Britons don’t have to be stubbornly monolingual

Arjun Neil Alim
Arjun Neil Alim26 September 2019

One summer evening in Berlin many years ago, I remember sitting outside of a grimy youth hostel with a group of fellow Interrailers. We had just finished school and the vibe was cheery: beer bottles clinked, introductions were made and travel stories shared. The group was diverse in age, mostly Western European, and comfortably switched between German, French, English and Dutch. But to my regret, I noticed that the British travellers had largely decided to stick to themselves, in a monolingual safe space.

Britons’ discomfort with languages is well recognised. PG Wodehouse notoriously wrote of: “The shifty hangdog look which announces that an Englishman is about to speak French.” The extent of the problem is clear. We are among the worst linguists in Europe. Only 2 per cent of Britons can read and write in two foreign languages, compared to 84 per cent in a country our prime minister has recently been laughed out of: Luxembourg. This year only 3.6 per cent of A-levels were in languages, with German and French dropping precariously fast and the rise in Mandarin and Spanish failing to compensate.

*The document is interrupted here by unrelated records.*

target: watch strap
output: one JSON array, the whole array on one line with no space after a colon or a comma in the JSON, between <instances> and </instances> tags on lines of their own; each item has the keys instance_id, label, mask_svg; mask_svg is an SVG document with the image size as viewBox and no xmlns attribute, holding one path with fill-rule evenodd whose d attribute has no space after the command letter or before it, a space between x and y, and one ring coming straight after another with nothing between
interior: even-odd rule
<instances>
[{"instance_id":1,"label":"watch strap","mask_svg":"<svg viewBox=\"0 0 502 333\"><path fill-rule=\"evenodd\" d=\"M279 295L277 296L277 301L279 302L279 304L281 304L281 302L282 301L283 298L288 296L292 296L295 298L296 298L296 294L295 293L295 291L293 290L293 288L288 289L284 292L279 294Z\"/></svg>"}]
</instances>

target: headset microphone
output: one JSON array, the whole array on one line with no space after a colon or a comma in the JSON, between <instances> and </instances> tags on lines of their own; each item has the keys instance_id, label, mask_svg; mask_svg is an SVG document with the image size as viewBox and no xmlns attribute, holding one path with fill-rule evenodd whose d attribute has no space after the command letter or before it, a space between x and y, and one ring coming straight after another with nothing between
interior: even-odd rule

Yet never has our monolingualism been more a tragedy than today. Without a critical number of polyglots, non-Anglophone culture remains a niche appreciation in the UK. Be it one of Richard Strauss’s German operas, or French rapper Nekfeu’s hauntingly brilliant new album Les étoiles vagabondes. Even in London, so much culture passes us by.

Our lack of linguistic exertion has more practical consequences. A professor of languages told a House of Commons committee that the UK’s language deficiencies cost us 3.5 per cent of GDP, from lost contracts and unfilled positions. “Global Britain” will be a cheap fallacy if we can’t speak the languages of business and diplomacy in South America, China or sub-Saharan Africa.

Language learning has been shown to improve cognitive performance and memory. Moreover, studying a second language is the best way to understand one’s mother tongue. Painstakingly constructing a grammatically correct sentence in another language helps one appreciate how one’s own language works.

So what is the solution? The Erasmus programme opens doors to new worlds. Some of my happiest days were spent living in a tiny maid’s chamber in Paris, while attending Sciences Po. Subtitled television is one way to get to know a language: Channel 4’s Walter Presents offers a range of foreign dramas, from Italian police dramas to Japanese horror. Most London universities offer short courses and night classes, for those who take a more academic approach.

To be proficient in another language is to have a window into new worlds of culture and life. Of course it has various practical and economic benefits, not least for a country that has such profound links with the rest of the world. But the simple pleasure of addressing someone in their mother tongue remains priceless.